New Research Development Office Aims to Foster New Collaborative Research Teams Across UCSF


Gretchen Kiser, PhD, director of the Research Development Office - a new resource to help scientists navigate an increasingly complex funding environment - poses outside the office in Genentech Hall on the Mission Bay campus.

UCSF is launching a new effort to boost research development to help the University’s scientists better compete in an increasingly complex funding environment.

The main role of the new UCSF Research Development Office (RDO) is to combine administrative tools with research experience to help scientists navigate the funding process for their larger projects, said Gretchen Kiser, PhD, director of the RDO. The University joins other major research institutions that have established similar centralized research offices in recent years.

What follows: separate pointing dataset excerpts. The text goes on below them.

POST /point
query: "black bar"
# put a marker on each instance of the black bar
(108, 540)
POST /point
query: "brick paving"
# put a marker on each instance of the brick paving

“There needs to be a response by large research entities such as UCSF to the changes in the funding environment,” Kiser said. “Entities like NIH [National Institutes of Health] — but not just NIH, in fact — have increasingly moved to supporting more complex types of funding initiatives — ones that are multidisciplinary, multi-institutional, really trying to creatively utilize dollars at hand but also trying to spur innovation.”

“This burgeoning area of research development has become an increasingly valuable part of the research administration landscape because now you have people needing to work together who don’t normally work together, who don’t necessarily speak the same language or understand how to move forward together,” she explained.

Part of UCSF’s Office of Research led by Associate Vice Chancellor of Research Susanne Hildebrand-Zanki, the RDO will operate alongside the Contracts & Grants Division and Research Management Services, providing new resources that will promote scientist collaboration and creative approaches to research.

“I am confident that the RDO will provide much-needed resources to our faculty that will make it easier for them to pursue complex grant opportunities and will help keep UCSF at the forefront of biomedical research,” said Hildebrand-Zanki, who reports to Executive Vice Chancellor and Provost Jeff Bluestone, PhD.

The office, located in Genentech Hall on the Mission Bay campus, will incorporate the two existing programs: the Resource Allocation Program — which incorporates 30 different research grant opportunities into a single online application — and the Limited Submission Program — which manages UCSF applications for funding agencies that limit the number of submissions from any one research institution. But it also will add new services to help draft complex program project proposals and foster new collaborative research teams across the campus.

Among the resources to support collaboration that will be offered are:

  • Facilitated brainstorming sessions for scientists to discuss intractable problems, research gaps and novel approaches;
  • A program that will grant seed money to support new collaborations among two primary investigators approaching the same problem from different aspects; and
  • A program that will look for opportunities to combine financial resources within UCSF or with other institutions to fund research projects.

“We have to be more innovative, using more out-of-the-box thinking than ever before in modern biomedical sciences, and in order to do that, we need to free our scientific talent up,” Kiser said. “And if what we’re making them do is the increased burden of administration in preparing a large, complex grant, then we’re misusing that resource.”

To help spread the word, the RDO is holding a launch event on Thursday with campus leaders and faculty. Not only will it provide information on new resources, but it also will be a prime opportunity to bring together research minds from various disciplines.

“I would love it, if coming out of that, we would have two people say ‘Hey I talked to Dr. So-and-So at your launch, and I think we’re going to go after this initiative,’ or ‘I think we’re going to work on this project together,’” she said. “That’s exactly the type of catalyst that I hope the RDO could be for our scientific endeavor.”